Her öğrencinin istediği okul türünde ve istediği okulda eğitim almasını temel bir hak olarak gören Eğitim-Sen açısından yayınlanan kılavuzun kabul edilebilir hiçbir tarafı yok.
Yayınlanan kılavuz kayıt alanında bulunan okulların kontenjanlarının doldurulması hedeflenerek hazırlanmıştır. Önceliği öğrencilerin ilgi, yetenek ve isteklerine göre eğitim almalarını sağlamak değil, özellikle kontenjanları çoğunlukla dolmayan İmam Hatip Liseleri ile Meslek Liselerinin kontenjanlarını doldurmaktır.

Yayınlanan kılavuz sosyal bir devletin en temel sorumluluğu olan, “yurttaşlarına kamusal eğitim sağlamak” yerine, öğrencilerin özel okullara daha fazla yönelmesine olanak sağlayacak şekilde hazırlanmıştır. Yaşanan kaos ortamı ve oluşan belirsizlik ailelerin ve öğrencilerin özel okullara yönelmesine neden olmaktadır.
Yayınlanan kılavuz yoksul ailelerin çocuklarının yoksul aile çocuklarıyla, varlıklı ailelerin çocuklarının ise varlıklı aile çocukları ile eğitim almasına olanak sağlayacak şekilde düzenlenmiştir.

Kılavuz kayıt alanı adı verilen bölgede hangi okul türünden kaç tane bulunacağı ile ilgili bir bilgi vermemektedir.
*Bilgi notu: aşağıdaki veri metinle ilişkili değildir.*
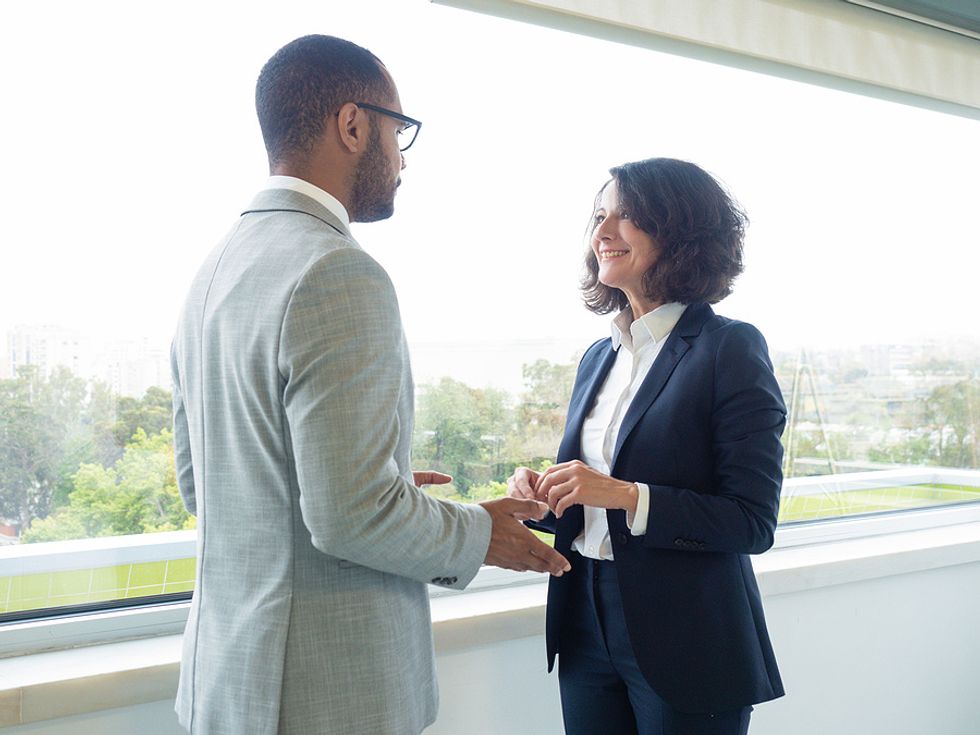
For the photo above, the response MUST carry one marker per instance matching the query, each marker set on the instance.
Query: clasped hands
(512, 545)
(573, 483)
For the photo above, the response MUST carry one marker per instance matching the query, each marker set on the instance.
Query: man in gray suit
(293, 420)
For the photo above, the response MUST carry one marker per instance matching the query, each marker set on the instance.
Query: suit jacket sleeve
(342, 359)
(182, 443)
(739, 512)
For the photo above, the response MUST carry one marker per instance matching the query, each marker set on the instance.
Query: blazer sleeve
(739, 512)
(342, 360)
(182, 442)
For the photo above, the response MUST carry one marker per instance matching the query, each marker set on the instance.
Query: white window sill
(54, 684)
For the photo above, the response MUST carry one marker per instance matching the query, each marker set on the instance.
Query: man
(292, 426)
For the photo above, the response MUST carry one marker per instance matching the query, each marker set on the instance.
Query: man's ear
(352, 127)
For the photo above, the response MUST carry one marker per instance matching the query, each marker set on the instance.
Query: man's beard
(372, 197)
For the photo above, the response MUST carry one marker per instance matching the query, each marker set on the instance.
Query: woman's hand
(522, 483)
(575, 483)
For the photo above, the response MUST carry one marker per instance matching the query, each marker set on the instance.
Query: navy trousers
(603, 691)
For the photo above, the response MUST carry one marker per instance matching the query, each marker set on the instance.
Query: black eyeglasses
(406, 133)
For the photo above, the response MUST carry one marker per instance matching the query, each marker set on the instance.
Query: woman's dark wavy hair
(697, 224)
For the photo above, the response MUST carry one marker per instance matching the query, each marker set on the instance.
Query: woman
(668, 475)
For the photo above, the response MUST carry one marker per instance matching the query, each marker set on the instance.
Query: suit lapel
(678, 343)
(287, 200)
(593, 376)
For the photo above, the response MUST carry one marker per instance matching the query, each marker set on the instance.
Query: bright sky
(131, 145)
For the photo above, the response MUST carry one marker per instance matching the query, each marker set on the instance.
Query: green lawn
(81, 586)
(874, 500)
(55, 589)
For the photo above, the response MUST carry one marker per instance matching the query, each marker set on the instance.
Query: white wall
(893, 655)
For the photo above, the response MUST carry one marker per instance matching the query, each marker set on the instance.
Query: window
(131, 160)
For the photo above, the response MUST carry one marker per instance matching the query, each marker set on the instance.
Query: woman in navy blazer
(668, 476)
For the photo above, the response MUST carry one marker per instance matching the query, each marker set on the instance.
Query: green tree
(152, 413)
(541, 413)
(44, 433)
(461, 431)
(137, 495)
(913, 450)
(954, 413)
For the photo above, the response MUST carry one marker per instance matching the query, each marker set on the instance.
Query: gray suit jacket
(293, 417)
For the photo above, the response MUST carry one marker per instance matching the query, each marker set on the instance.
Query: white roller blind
(816, 38)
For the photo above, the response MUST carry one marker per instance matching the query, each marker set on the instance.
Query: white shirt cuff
(638, 521)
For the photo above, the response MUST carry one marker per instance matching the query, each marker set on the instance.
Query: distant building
(128, 367)
(46, 346)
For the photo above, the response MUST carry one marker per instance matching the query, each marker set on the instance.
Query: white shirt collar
(313, 192)
(654, 325)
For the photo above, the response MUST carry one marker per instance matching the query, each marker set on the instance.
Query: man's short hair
(698, 226)
(306, 81)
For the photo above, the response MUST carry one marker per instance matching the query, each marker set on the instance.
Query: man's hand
(513, 546)
(575, 483)
(429, 477)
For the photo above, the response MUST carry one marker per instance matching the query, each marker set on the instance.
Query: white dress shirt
(313, 192)
(642, 341)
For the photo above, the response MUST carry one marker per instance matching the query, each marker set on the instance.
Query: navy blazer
(703, 432)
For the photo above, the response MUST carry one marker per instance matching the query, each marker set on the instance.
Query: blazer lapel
(287, 200)
(592, 377)
(673, 350)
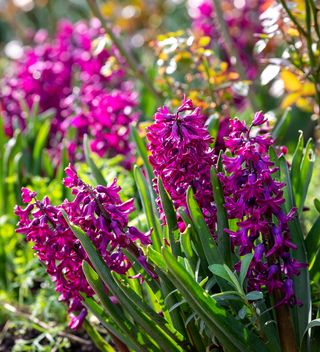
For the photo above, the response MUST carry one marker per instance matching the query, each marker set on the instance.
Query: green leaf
(186, 245)
(143, 153)
(254, 295)
(245, 263)
(40, 143)
(281, 128)
(171, 218)
(114, 311)
(317, 204)
(106, 321)
(213, 125)
(231, 334)
(149, 325)
(312, 240)
(312, 324)
(306, 169)
(296, 161)
(208, 245)
(301, 315)
(222, 219)
(148, 208)
(224, 272)
(97, 174)
(97, 339)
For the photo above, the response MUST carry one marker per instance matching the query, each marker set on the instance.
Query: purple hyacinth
(68, 74)
(254, 197)
(101, 214)
(181, 156)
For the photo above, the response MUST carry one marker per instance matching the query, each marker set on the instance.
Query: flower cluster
(242, 23)
(181, 156)
(255, 199)
(101, 214)
(68, 74)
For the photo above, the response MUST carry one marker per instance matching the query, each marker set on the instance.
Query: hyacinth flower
(80, 82)
(101, 214)
(254, 198)
(181, 155)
Farklı kayıt alanlarında okul sayılarının eşit olmamasının büyük sorunlar yaratacağı görülmelidir. MEB kayıt alanlarında hangi okul türünden kaç tane bulunduğu ile ilgili hızlıca kamuoyunu bilgilendirmelidir.

Yayınlanan kılavuzun okul tercih sayılarına getirdiği kısıtlamanın kabul edilebilir hiçbir tarafı yoktur. MEB, Merkezi veya Yerel Yerleştirme ile ilgili getirdiği tercih sınırlamasının açıklamasını yapmak durumundadır. Bu durum ve yerleştirme sürecinin tamamı beraber değerlendirildiğinde, kılavuzdan kaynaklı oluşan yerleşememe kaygısının öğrencileri istemedikleri okul türlerini tercih etmeye yönelteceği ortadadır.

Bu sene uygulanacak olan Ortaöğretime Geçiş Sisteminin yaratacağı olumsuzluklar ve mağduriyetleri kabullenmek mümkün değildir. MEB hızlıca eleştirilerimize ve sorularımıza yanıt vermeli, henüz zaman varken öğrencilerimizin mağdur edilmesinin önüne geçmelidir. Her koşulda öğrencilerimiz ve geleceğimiz için mücadeleyi sürdüreceğiz.”